NEW YORK — The U.S. labor union that represents more than 51,000 theater actors and stage managers is beating a proposal that could increase eligibility criteria for members to obtain health maintenance through the pandemic.
The Equity-League Pension Health Fund on Thursday suggested hiking the number of months of employment required to qualify for just six months of healthcare policy from 11 months to 16 weeks. The suggestion would begin on Jan. 1, 2021. People working at least 12 months will probably be eligible for low-tier programs with greater co-payments and extra limitations.
The proposal has angered the Actors’ Equity Association, which has been lobbying for more accessibility to healthcare because of its members, particularly during the pandemic when members are from work. The Equity-League Benefit Funds is another organization.
“All of us understand that there isn’t any escaping the catastrophic loss of weeks of company contributions nationally and no choice besides making alterations to the strategy. However, I think that the finance had the duty and the fiscal reserves to take some opportunity to make better decisions,” explained Kate Shindle, president of Actors’ Equity Association.

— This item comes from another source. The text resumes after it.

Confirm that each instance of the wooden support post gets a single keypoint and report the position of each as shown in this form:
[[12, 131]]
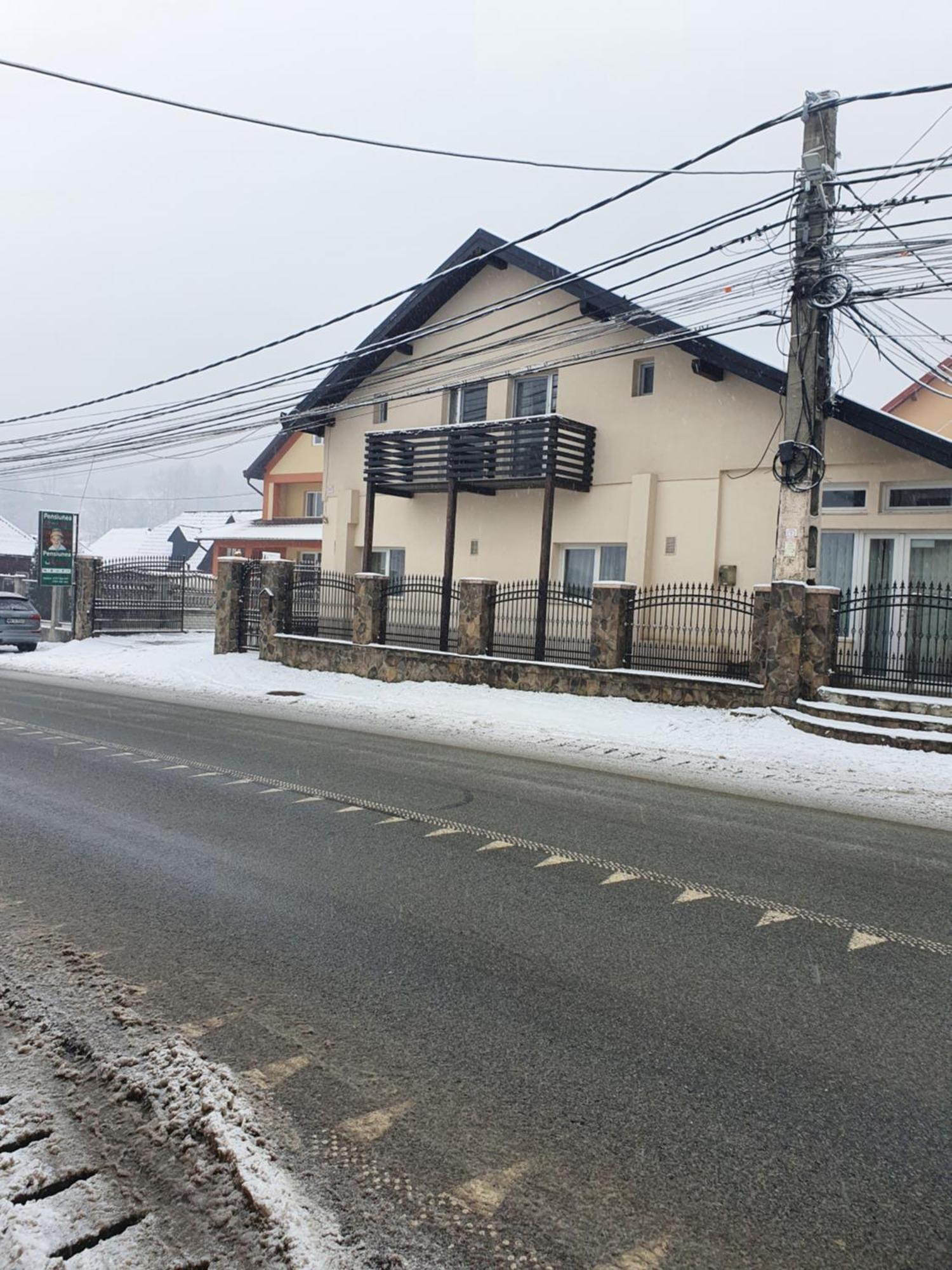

Most actors and stage directors have been not able to qualify for the vital months of the job for eligibility because theatres went dark in March. Equity represents actors and stage managers throughout the country.
In a declaration, the fund stated: “The last six months are one of the hardest any people has ever confronted. We recognize the psychological and financial burdens you’re facing.” It included: “After studying several distinct strategies, the Trustees have developed a solution that balances significant coverage together with all the long-term sustainability of this fund.”